In a parliamentary system like Israel’s there is a government, which runs the country and tries to move things forward in keeping with the wishes of the majority, and an opposition that tries to slow things down (that’s why it’s called opposition). But this government has two oppositions: the normal one, led by Yair Lapid; and the built-in one, led by Benny Gantz, head of Blue and White and alternate PM, Gabi Ashkenazi, Amir Peretz and others.
And so we have an absurd situation in which the prime minister promises the world and the people of Israel that his government will advance annexation unilaterally on July 1, while his alternate says, “Not so fast — we have to first get the approval of Jordan and Egypt.”
It’s both embarrassing and confusing. Embarrassing because foreign capitals don’t know where Israel stands on the issue. It was reported last week that the Trump administration would be “disinclined” to support annexation without Gantz on board, as if Gantz were part of a different government. And confusing because citizens don’t know whom to believe.
Later in the week, the High Court, as expected, struck down the Regulation Law, which retroactively legalized disputed lands in Yehudah and Shomron, thus protecting Jews who’d made legitimate purchases only to discover that a Palestinian somewhere filed a claim to the land.
Blue and White is committed to preserving the judiciary as it is, and promises to fight any efforts to circumvent its ruling. “We respect the High Court’s ruling and [will] ensure it is implemented,” it said in a statement.
The Likud, on the other hand, criticized the court for interfering in the Knesset’s business and promised to draft legislation to get the law reenacted. “We won’t give way, even at the price of a [coalition] crisis.

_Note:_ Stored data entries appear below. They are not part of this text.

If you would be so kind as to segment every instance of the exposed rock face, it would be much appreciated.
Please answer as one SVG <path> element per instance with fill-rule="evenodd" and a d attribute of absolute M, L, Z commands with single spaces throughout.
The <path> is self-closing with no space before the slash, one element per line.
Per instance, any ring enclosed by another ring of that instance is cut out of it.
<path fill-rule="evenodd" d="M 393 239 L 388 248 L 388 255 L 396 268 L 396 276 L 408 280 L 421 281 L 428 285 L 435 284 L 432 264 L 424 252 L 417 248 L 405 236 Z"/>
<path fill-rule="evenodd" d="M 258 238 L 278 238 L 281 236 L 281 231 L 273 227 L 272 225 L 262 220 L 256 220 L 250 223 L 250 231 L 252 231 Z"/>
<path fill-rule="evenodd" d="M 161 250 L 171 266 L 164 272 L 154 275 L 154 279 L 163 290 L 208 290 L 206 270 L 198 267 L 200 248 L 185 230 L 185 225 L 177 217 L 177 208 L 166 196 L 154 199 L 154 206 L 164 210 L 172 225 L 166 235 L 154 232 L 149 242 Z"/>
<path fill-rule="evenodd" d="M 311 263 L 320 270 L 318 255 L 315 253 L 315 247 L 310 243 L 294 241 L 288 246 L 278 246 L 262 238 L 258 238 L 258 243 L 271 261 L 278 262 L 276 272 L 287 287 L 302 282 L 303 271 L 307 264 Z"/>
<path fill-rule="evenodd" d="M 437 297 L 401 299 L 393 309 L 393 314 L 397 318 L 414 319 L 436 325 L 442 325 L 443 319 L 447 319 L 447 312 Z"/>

Blue and White will need to agree to legislate a new Regulation Law,” a Likud source was quoted as saying.
To be sure, there’s nothing unusual about coalition tensions (“Coalition Crisis Looms” is probably the second most common headline in Israeli history, following “U.N. Condemns Israeli Aggression”). Coalitions are made up of parties that have their own distinct agendas; what’s important to one party is unacceptable to another. When things get out of hand, the prime minister brings the two together and, as they say, knocks heads until the parties agree to compromise.
But the gaps in this coalition, aggravated by a deep lack of trust, are simply unbridgeable. All the glue in the world, all the money spent on creating ministries for rookie MKs who know zero about the workings of government, won’t keep this political monstrosity together.
The question isn’t whether there will be elections, but when.